62 The Impact of Genomic Assays on Breast Cancer Systemic Therapy Treatment Decisions in a Mostly Black Patient Population

62 The Impact of Genomic Assays on Breast Cancer Systemic Therapy Treatment Decisions in a Mostly Black Patient Population

Background

Multiple genomic assays are currently available for assessing breast cancer’s (BC) prognostic and predictive outcomes. Two of the widely utilized assays are the 21-gene recurrence score, (Oncotype DX [ODX]), and the 70-gene signature test (MammaPrint [MP]). ODX characterizes the results based on a 1-100 scale with a score of ≥ 26 considered a high recurrence score (OHR) and a score of < 26 a low to intermediate recurrence score (OLR). MP classifies the results as either high (MHR) or low risk (MLR). The results of these assays help guide clinicians’ treatment of BC. Studies examining the impact of these assays on systemic therapy treatment decisions in Black and minority patients are limited.

Methods

We examined the results of the 2 genomic assays in our community-based Comprehensive Breast Center with a predominantly Black patient population. This was a retrospective institutional review board (IRB)-approved analysis of a total of 88 patients who underwent genomic testing with MP on core needle biopsy from 2021 to 2023. Twenty-five of these patients had ODX testing in addition to MP, this time on the surgical specimen. Chemotherapy treatment decisions were determined.

Results

Of the 88 patients, 85 (96.6%) were female and 3 (3.4%) were male. Eighty-five (96.6%) of the patients were Black/African American, 3 (3.4%) were Hispanic. Fifty-two (59.1%) of the patients were found to have MHR and 36 (40.9%) had MLR. Out of the 52 who had MHR, 45 (86.5%) were offered chemotherapy. Twenty-five of these patients received chemotherapy in the neoadjuvant setting (NAC) and 17 patients received adjuvant chemotherapy (AC). A total of 3 patients were offered chemotherapy but declined.

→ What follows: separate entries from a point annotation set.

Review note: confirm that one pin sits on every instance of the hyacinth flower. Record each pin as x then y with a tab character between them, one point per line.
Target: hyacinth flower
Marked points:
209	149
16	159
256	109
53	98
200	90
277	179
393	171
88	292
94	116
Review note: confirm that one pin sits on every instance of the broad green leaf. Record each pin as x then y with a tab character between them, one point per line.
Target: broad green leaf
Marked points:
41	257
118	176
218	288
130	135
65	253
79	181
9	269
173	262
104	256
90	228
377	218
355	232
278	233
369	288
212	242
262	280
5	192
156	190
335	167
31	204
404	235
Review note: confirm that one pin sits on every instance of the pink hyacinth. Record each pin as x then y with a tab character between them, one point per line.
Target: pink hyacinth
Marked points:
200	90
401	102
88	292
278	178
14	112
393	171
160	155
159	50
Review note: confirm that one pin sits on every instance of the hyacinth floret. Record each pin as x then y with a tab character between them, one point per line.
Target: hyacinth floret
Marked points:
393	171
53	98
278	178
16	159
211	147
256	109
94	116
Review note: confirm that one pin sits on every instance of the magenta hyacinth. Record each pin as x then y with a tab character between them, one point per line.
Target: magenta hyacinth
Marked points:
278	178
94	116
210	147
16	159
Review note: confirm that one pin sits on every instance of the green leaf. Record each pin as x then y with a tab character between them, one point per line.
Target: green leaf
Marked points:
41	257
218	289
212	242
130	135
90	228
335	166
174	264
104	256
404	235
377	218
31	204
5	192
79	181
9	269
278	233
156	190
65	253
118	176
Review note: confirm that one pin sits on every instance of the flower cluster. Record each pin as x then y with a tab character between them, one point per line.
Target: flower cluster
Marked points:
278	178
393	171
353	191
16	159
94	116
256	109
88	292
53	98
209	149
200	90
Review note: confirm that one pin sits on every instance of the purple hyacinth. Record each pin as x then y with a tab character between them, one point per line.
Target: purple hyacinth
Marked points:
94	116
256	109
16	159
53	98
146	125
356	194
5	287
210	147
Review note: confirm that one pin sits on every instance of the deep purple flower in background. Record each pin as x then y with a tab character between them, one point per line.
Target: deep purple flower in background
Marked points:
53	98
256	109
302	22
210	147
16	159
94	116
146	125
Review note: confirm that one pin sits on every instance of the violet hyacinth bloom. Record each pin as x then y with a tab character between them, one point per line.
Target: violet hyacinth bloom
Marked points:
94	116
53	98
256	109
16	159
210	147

Out of the 36 MLR patients, 3 patients received NAC, 5 patients received AC, and 2 patients were offered chemotherapy but declined. Out of the 25 patients who also had ODX, 22 (88.0%) were found to have OLR and 3 (12.0%) had OHR. Three patients had both MHR and OHR, all 3 (100%) were offered chemotherapy. Eleven patients had MHR, but OLR, 7 (63.6%) of these patients were offered chemotherapy. Eleven patients had MLR and OLR; 1 (9.1%) of these patients was offered chemotherapy.

Conclusions

In our mostly Black patient population, patients were more likely to be offered chemotherapy if they had an MHR result (P< .001). Patients were also more likely to receive NAC if they had an MHR score (P< .001). Additionally, there was a notable discordance between MP and ODX as 11 of 25 patients with both assays were found to have MHR, but not OLR. These patients were more likely to be offered chemotherapy than not.